Le poste de M’rirt apparaît enfin, tout rouge dans ses murs d’argile, bien frêle au milieu de toutes ces montagnes révoltées, mais fort, très fort, de ses canons et de ses fusils, de ces mitrailleuses et de sa T.S.F., dont la grande et fine antenne est plantée dans l’herbe verte de la plaine comme une aiguille dans du velours.

Et nous entrons dans ma nouvelle demeure, mise en émoi par le combat, tandis que du haut du Taraft Rossi continue de mitrailler l’ennemi.

Vers midi, la pluie se met à tomber. La colonne en sera favorisée pour son retour, car les cavaliers marocains n’aiment pas évoluer sur un sol glissant. Et puis Rossi, du haut de sa montagne, les tient en respect tandis que nous déjeunons. Le médecin que je viens relever, étrange bonhomme spirite et visionnaire, ne dit mot, ne boit goutte et n’avale pas une bouchée. Il est très « embêté » d’avoir à passer ce soir au pied du Taraft et dans les gorges du Tanoualt…

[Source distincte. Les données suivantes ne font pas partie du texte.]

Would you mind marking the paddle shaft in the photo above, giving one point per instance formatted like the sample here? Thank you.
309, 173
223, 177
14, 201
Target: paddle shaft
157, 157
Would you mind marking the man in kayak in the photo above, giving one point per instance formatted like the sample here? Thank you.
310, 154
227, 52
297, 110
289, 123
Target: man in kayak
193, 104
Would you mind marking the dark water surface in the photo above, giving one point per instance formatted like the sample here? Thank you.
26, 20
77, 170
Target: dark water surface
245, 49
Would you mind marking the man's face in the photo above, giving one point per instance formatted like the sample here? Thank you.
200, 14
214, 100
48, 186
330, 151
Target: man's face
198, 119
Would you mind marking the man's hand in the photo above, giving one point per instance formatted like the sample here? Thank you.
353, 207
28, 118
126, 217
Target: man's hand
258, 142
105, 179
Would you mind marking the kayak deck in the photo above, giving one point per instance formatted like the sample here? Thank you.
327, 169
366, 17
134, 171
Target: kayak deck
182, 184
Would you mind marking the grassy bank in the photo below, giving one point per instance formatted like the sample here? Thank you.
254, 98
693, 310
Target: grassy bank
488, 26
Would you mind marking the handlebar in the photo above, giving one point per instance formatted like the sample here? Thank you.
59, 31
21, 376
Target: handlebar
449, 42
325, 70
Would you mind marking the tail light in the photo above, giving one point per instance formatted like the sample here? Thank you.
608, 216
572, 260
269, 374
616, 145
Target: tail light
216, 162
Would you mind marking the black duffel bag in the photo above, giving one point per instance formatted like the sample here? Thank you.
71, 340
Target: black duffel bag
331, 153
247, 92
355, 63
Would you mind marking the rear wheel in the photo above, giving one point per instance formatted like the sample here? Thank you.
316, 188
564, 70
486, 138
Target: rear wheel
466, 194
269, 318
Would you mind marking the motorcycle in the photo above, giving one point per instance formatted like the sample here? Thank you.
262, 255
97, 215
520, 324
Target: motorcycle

A 13h, la colonne me laissant à M’rirt avec la farine et les pommes de terre du convoi, se remet en marche vers Lias. Pour la protéger, le canon du poste ouvre un feu très précis sur les groupes de cavaliers que nous voyons aller et venir entre le Taraft et la Gara de M’rirt.

Et tout se passe bien, comme nous l’apprend le lieutenant Durand après avoir accompagné avec ses spahis la colonne jusqu’aux gorges du Tanoualt.

Seul, mon goumier à qui je viens de recoudre le ventre, se lamente et se désespère.